Qui disait qu’il n’est pas de vertu que la calomnie ne sache éteindre ? La médisance, ce pêché de la langue, est devenue une véritable plaie dans notre société. Selon le Talmud, « la médisance dépasse les trois transgressions que sont le meurtre, l’adultère et l’idolâtrie. Elle détruit trois personnes, celui qui la profère, celui qui la reçoit et la transmet et celui qui est visé. Elle se propage comme le feu et elle est comparée à une braise qui continue à flamber et à se propager longtemps et loin, sans que cela ne soit visible ».

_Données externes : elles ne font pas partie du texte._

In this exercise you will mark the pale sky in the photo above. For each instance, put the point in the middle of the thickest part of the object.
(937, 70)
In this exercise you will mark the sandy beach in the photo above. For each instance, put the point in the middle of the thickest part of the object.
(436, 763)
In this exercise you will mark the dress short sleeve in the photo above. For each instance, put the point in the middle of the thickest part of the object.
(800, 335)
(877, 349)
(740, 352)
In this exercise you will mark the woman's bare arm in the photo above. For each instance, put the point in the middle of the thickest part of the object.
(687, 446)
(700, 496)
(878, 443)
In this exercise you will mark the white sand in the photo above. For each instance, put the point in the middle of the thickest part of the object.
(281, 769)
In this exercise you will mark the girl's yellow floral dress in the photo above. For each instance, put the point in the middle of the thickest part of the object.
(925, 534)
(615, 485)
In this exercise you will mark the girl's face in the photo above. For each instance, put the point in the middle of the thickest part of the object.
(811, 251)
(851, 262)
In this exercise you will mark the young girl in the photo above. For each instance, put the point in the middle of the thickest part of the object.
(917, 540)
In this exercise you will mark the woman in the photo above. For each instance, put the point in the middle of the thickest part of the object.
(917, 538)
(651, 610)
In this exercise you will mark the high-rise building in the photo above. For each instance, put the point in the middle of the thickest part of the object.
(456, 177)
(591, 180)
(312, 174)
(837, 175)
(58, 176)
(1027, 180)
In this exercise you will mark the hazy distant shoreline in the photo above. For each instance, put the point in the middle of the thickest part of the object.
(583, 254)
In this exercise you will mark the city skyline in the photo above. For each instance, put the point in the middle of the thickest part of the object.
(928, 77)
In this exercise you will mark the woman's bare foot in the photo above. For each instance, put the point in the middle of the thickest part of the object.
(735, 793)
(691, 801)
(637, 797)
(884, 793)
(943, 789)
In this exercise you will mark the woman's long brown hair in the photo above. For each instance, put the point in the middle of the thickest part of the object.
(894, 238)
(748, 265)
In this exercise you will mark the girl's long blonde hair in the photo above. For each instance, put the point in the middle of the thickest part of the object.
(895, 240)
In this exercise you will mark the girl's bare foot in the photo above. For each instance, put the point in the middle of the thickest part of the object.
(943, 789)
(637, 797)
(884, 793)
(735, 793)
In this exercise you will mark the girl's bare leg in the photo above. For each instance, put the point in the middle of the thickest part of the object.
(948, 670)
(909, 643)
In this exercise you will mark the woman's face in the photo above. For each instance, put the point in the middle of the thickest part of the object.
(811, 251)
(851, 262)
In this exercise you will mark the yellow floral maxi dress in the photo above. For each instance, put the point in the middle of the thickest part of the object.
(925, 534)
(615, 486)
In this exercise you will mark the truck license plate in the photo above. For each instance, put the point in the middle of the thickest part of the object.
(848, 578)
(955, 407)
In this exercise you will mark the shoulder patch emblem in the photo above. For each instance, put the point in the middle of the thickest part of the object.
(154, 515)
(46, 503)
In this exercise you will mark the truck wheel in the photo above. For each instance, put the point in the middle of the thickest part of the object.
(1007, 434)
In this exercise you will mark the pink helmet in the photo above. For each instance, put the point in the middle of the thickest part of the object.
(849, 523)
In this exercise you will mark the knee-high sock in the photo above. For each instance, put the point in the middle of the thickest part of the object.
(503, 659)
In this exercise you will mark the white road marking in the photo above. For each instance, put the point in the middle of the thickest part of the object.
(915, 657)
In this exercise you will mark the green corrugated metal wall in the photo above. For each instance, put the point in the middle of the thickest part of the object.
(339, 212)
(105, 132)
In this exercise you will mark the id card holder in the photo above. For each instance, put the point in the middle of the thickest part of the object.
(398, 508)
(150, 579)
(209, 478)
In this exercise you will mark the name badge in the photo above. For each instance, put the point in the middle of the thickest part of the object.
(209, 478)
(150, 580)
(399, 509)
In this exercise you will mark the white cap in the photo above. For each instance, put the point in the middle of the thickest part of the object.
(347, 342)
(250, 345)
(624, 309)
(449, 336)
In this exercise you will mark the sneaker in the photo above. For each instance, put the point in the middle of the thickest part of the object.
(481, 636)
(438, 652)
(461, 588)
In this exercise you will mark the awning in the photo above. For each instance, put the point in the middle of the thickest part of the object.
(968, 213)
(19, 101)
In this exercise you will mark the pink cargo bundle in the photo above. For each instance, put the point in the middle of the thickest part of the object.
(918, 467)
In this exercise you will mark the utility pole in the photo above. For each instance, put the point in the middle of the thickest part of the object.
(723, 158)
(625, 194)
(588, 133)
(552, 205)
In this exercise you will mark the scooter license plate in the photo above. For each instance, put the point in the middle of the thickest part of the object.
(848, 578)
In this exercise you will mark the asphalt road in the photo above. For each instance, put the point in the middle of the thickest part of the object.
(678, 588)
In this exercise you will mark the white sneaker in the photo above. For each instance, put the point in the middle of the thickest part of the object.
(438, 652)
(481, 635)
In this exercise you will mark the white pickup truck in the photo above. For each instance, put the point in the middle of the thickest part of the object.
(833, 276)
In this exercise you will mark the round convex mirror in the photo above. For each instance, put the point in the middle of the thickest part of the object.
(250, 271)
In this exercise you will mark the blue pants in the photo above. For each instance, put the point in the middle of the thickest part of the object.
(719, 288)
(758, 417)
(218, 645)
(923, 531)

Depuis la nuit des temps, la médisance est devenue une maladie verbalement transmissible. On a tous jasé sur un collègue, un frère, un voisin et autres personnes de notre entourage. Mais au lieu de toujours parler « dans le dos de quelqu’un », il aurait été beaucoup plus sage d’aller lui parler directement. Et aujourd’hui, le constat est que la médisance a un avenir radieux devant elle, parce que les médisants trouveront toujours des oreilles attentives pour les écouter.

Si nous voulons échapper au châtiment divin, apprenons à contrôler notre langue remplie d’un venin mortel. Éduquons-la de sorte qu’il n’en sorte aucune parole diffamatoire, mauvaise. Et nous n’y parvenons pas, alors gardons le silence qui fait office de remède et qui mène à la retenue de la langue.